The venomous scent of springtime

It's the season of joy and doom, in equal measure.

Drawing by Josh Mintz
By Eli Haddow
March 29, 2026

I killed two caterpillars on the front porch today.

These buck moth crawlers aren’t the cute friends you’d recognize from an Eric Carle book. They’re spiky little things, like pinky-sized porcupines, whose venom will leave you with a throbbing welt for 24 hours.

They show up during the nicest time of year in New Orleans, massing in the branches of our oaks.

Elsewhere, the azaleas, irises, and magnolias bloom. Music flows into the streets from festivals, weddings, and porch concerts. Crawfish are boiling, catfish are frying.

On gorgeous weekends like this one, we throw open the windows and let the cool air flow through the house.

Let’s get one thing straight: Life’s greatest pleasures come with a sting.

In my earliest memories, spring stands out because of one smell. One that I used to dread.

For years, I thought it was the scent of those buck moth caterpillars. A little sweet and faintly floral, it arrived around the time they started dropping from trees like malignant acorns.

On the playground, you’d hear a prolonged shriek when someone got hit. The nurse would hurry out, apply a strip of tape, and yank the caterpillars’ tines out of kindergartner flesh.

I wasn’t stung until adulthood. It hurts like hell.

But what stuck out to me was this scent. Its specter hung around the schoolyard like perfume, mingling in the air with the musk of freshly shredded mulch.

I learned in my twenties that this scent didn’t belong to caterpillars but to Confederate jasmine, an aggressive, if more beloved, fixture of the season whose vines billow from fences and telephone poles and sinkholes in great columns of green leaves and creamy white blooms. For two straight months in this city, you walk outside and be greeted by it.

The lovely, venomous harbinger of spring.

To me, nothing better represents the season. It’s a beautiful time, yes. A feast for the senses. It’s also fleeting. And when it’s over, the summer takes hold.

The days will get very long, and the cool air will escape our porous homes faster than the A/C can keep up. Our all-too-short spring is the last dance before the doldrums drive us inside—or worse, a hurricane blows in to finish this place off, once and for all.

It’s a heady cocktail, joy and doom, and this season of opposites can grab you in exhilarating ways.

A few years ago, my wife and I tried going to a show at Tipitina’s during Jazz Fest, usually the last good weekend of weather we get until fall.

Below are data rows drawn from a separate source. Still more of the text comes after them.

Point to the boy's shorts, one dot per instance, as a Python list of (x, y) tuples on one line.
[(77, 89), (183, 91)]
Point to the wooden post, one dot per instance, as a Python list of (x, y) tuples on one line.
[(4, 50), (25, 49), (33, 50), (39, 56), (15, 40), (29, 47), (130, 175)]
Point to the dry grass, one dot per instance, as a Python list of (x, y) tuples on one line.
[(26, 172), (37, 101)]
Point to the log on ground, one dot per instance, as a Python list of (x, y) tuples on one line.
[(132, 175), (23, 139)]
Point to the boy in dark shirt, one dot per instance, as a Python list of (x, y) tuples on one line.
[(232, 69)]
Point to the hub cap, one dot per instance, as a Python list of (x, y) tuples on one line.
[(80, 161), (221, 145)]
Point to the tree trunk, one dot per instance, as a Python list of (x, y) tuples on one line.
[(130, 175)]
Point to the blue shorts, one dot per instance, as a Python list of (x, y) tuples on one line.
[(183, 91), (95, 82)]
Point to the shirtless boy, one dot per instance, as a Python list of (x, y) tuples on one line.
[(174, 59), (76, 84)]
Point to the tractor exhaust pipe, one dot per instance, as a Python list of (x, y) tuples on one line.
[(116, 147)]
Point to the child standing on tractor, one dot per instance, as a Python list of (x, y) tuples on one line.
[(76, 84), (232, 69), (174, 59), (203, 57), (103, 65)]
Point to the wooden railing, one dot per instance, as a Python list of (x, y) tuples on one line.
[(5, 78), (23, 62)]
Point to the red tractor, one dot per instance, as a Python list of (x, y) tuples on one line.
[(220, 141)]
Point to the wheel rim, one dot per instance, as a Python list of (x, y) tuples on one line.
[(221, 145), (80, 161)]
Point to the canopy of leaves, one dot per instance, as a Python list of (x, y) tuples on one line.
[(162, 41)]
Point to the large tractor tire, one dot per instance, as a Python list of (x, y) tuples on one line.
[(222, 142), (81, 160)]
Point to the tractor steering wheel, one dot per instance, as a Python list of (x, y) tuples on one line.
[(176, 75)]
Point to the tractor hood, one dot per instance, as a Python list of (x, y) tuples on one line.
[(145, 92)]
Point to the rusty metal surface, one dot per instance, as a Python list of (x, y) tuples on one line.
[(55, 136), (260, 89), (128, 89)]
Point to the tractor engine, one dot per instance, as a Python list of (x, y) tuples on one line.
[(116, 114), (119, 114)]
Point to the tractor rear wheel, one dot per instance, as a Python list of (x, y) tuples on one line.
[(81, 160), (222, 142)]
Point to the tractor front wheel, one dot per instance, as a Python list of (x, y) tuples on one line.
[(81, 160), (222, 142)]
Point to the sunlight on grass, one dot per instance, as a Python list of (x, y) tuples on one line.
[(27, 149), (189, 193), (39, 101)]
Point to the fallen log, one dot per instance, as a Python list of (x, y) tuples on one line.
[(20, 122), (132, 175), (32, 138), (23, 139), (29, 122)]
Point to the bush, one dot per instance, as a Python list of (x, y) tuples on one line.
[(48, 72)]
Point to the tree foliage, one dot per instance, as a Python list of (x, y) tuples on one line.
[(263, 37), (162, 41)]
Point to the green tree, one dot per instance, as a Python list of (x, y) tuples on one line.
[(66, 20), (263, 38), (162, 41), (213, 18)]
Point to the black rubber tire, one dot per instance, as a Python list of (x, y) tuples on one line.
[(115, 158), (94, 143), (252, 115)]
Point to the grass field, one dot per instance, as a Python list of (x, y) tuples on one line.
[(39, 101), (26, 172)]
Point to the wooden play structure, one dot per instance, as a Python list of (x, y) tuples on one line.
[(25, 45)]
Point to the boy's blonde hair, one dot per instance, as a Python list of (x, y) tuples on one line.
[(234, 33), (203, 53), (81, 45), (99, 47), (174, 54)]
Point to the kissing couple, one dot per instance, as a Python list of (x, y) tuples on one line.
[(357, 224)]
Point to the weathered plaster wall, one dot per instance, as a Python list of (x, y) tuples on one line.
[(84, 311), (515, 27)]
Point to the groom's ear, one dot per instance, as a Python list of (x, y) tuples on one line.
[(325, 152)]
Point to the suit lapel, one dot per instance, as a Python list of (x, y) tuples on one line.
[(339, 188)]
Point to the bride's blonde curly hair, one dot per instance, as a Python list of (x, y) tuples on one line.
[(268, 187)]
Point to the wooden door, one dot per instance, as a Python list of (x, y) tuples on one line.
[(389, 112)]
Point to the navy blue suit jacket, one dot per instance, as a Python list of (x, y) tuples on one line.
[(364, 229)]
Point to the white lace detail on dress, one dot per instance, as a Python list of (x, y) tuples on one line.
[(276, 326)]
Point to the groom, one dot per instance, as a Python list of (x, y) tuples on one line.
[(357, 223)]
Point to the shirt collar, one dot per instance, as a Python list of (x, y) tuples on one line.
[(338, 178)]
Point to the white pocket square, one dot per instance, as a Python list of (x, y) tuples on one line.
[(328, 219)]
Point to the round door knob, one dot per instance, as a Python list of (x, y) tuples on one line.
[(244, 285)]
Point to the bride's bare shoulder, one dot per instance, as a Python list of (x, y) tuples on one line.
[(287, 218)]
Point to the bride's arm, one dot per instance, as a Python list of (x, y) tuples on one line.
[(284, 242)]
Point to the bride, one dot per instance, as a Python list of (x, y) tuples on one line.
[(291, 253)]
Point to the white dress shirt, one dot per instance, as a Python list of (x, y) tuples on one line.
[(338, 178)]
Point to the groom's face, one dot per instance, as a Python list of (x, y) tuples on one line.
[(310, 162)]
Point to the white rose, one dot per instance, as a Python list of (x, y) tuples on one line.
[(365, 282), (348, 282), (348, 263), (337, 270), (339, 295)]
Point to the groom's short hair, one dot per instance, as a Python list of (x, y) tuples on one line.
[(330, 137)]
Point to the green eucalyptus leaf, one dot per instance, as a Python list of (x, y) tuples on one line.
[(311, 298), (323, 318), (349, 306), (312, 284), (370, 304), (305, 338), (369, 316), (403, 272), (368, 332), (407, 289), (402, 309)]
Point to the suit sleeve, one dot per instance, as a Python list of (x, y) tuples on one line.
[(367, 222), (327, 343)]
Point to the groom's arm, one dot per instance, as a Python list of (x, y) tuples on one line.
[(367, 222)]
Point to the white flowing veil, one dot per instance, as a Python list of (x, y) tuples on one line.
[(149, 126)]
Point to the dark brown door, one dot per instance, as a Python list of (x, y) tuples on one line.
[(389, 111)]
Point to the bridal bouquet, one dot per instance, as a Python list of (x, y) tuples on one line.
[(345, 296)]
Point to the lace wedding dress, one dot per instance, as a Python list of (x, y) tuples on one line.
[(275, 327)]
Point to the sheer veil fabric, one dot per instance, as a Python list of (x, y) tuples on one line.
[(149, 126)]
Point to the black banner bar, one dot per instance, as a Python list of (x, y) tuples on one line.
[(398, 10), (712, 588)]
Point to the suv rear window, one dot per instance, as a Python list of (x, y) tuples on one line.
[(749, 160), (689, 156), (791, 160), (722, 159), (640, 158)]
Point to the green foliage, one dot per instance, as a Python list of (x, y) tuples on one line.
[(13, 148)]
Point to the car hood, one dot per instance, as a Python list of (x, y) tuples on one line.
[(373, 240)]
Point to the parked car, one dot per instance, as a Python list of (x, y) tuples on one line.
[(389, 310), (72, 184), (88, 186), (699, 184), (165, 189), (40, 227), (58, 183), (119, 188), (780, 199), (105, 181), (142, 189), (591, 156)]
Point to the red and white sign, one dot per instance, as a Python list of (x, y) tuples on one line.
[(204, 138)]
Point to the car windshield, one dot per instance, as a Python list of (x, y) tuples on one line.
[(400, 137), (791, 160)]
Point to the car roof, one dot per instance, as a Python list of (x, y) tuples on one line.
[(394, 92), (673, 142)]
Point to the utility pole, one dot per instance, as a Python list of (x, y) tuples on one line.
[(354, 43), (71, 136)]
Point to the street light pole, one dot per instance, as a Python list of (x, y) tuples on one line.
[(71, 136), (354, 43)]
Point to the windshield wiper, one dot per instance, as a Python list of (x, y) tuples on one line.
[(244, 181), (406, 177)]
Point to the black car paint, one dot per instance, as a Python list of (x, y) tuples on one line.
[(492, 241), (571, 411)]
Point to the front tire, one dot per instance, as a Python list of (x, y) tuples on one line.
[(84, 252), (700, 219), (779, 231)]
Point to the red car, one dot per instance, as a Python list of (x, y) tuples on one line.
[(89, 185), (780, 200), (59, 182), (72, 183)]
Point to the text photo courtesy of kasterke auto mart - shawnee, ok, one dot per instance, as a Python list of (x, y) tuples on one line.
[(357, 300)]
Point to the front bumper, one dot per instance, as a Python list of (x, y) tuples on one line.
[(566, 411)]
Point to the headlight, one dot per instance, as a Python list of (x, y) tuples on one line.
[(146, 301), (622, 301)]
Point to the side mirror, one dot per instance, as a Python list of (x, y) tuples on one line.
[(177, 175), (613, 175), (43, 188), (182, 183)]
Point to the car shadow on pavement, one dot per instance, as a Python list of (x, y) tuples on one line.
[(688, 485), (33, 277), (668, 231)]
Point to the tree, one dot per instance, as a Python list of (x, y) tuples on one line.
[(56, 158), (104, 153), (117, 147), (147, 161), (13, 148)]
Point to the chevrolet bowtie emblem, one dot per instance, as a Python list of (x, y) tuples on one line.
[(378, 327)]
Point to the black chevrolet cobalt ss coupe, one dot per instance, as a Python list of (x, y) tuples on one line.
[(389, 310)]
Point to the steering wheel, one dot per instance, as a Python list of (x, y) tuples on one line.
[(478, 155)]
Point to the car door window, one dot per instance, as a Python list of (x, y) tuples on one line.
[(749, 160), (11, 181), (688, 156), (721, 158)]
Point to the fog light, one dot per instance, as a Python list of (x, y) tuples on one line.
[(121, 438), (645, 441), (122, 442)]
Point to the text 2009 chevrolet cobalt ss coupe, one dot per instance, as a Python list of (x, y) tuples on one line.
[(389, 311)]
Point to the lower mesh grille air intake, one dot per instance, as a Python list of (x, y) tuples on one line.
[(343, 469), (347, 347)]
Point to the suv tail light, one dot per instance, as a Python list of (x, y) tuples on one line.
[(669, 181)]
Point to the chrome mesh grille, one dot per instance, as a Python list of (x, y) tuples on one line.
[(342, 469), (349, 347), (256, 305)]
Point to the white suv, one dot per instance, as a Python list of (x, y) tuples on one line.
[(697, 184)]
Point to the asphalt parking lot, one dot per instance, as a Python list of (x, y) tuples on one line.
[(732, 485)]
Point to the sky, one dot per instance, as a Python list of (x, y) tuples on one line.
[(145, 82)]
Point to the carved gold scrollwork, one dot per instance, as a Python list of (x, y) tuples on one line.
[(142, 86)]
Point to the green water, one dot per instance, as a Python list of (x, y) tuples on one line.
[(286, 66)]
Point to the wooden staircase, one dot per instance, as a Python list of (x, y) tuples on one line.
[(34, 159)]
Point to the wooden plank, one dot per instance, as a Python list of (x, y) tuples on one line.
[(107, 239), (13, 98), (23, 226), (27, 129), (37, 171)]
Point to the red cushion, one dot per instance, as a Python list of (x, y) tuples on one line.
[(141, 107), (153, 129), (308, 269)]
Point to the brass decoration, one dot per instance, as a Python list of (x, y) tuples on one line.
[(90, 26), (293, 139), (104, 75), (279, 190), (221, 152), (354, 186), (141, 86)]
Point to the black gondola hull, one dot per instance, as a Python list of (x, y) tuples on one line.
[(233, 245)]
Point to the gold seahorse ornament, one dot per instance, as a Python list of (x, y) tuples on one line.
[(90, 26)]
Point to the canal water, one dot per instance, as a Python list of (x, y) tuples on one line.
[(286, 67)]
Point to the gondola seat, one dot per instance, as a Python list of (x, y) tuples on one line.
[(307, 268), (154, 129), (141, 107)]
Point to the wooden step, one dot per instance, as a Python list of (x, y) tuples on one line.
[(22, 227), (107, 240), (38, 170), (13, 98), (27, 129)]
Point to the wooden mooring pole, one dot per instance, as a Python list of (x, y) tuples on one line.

The show was sold out, so we were turned away and sent floating a few blocks down to Magazine Street. We stopped into Le Bon Temps Roule, the venerable dive where the Soul Rebels Brass Band holds court. Cover was an exorbitant $25, but it beat going home.

In the cramped back room where the band was blasting, the buoyant mood of brass and Miller High Life exploded when Jon Batiste emerged from the crowd and jumped up on stage, melodica in hand.

He sank into the band mid-song and egged the crowd into a frenzy with that persistent smile.

In the moment, this stroke of magic felt like it couldn’t happen any place else. But since then, I’ve come to appreciate the night on a more fundamental level. The way the energy, disappointment and surprise wove into a single evening. The elation wouldn’t have been possible without our planning blunder.

The band finished “Superstition” and Batiste settled into the number he came there to play, the old standard “St James Infirmary.” This is a song about a man imagining his own death when he sees his love’s dead body on a hospital slab.

The song started with its typical dirge-like drumbeat, but as he went, Jon livened it up. By the end, he'd turned this lament on inevitable doom into a rollicking dance party of horns and drums and voices.

For about six minutes, the entire room pulsed together. And then it was over. Batiste slipped out the back door, the band took a cigarette break, and we realized we were both huffing like we’d run a 10k.

Adrenaline is a drug, and the come-down hadn’t hit. When would we ever feel like this again?

We ducked out of the bar and walked home. The May heat was a week away. Soon, the caterpillars would go into their sacs until November, when they emerge to take over our back porch.

I drew a deep breath and caught the faintest hint of jasmine in the air. I was back on the playground at preschool, brimming with a child’s excitement.

If I’d been stung in the moment, I wouldn't have felt it until morning.